Our role, like that of the trial court, is to prevent a miscarriage of justice, not to afford a review of the jury's deliberations. (Trujillo v. North County Transit Dist. (1998) 63 Cal.App.4th 280, 284.)
Here, based on our review of the entire record (see Nazari v. Ayrapetyan (2009) 171 Cal.App.4th 690, 693-694), we independently conclude that substantial evidence supports the jury's determination that Peterson was not a substantial factor in causing harm to Rogers, including causing the collision in the first place. (See Lane v. Hughes Aircraft Co. (2000) 22 Cal.4th 405, 412 [a reviewing court will reverse only if the " 'opposing party demonstrates that no reasonable finder of fact could have found for the movant on [the trial court's] theory' "]; see also Mason v. Lake Dolores Group (2004) 117 Cal.App.4th 822, 829 [on appeal from a JNOV, a court of review independently determines whether the record, viewed in the light most favorable to the verdict, contains any substantial evidence to support the verdict].)

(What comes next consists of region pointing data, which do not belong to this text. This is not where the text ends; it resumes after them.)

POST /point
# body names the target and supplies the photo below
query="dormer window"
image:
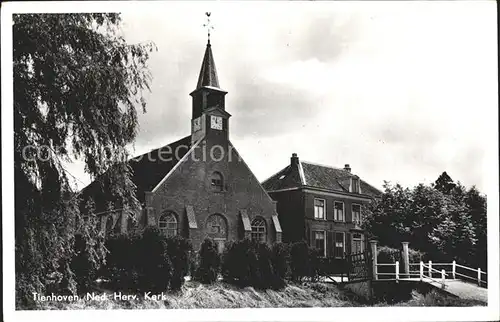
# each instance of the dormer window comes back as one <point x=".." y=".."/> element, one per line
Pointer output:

In light of our decision, we deem it unnecessary to decide whether Rogers can establish that Peterson's negligence was the legal cause of some of his damages based on (1) statements made by Peterson's counsel in opening statements, which Rogers claims constituted a "judicial admission" (which we reject, in any event) and (2) the testimony of Peterson's medical expert (Dr. Ostrup), that Rogers may have suffered a possible lumbar strain from the collision.
C. Remaining Contentions
Following the same or similar line of reasoning of his other contentions, Rogers argues the magnitude of the collision between the two cars was sufficient to cause his injuries and damage to his car. Rogers also argues Peterson did not dispute at least $10,000 in medical expenses he incurred for the ambulance and ER treatment on the date of accident, which he argues shows he sustained somedamage because of Peterson's negligence.
Rogers did not seek reimbursement from Peterson for damages to his car.
Again, we note the issue in this case is not damages, but causation. In any event, even if such evidence was relevant to causation, as before it was up to the jury to decide its significance, if any, and the reasonable inferences, if any, to draw from such evidence. (Johnson v. Pacific Indem. Co. (1966) 242 Cal.App.2d 878, 880.) Such evidence does not, however, compel the contrary finding (causation) as a matter of law, i.e., that under no reasonable hypothesis could a jury find Peterson's negligence did not cause the collision and/or Rogers's alleged resulting harm. (See Horn v. Oh, supra, 147 Cal.App.3d at p. 1099.)
DISPOSITION
The judgment is affirmed. Peterson to recover her costs of appeal.
WE CONCUR: McDONALD, J., McINTYRE, J.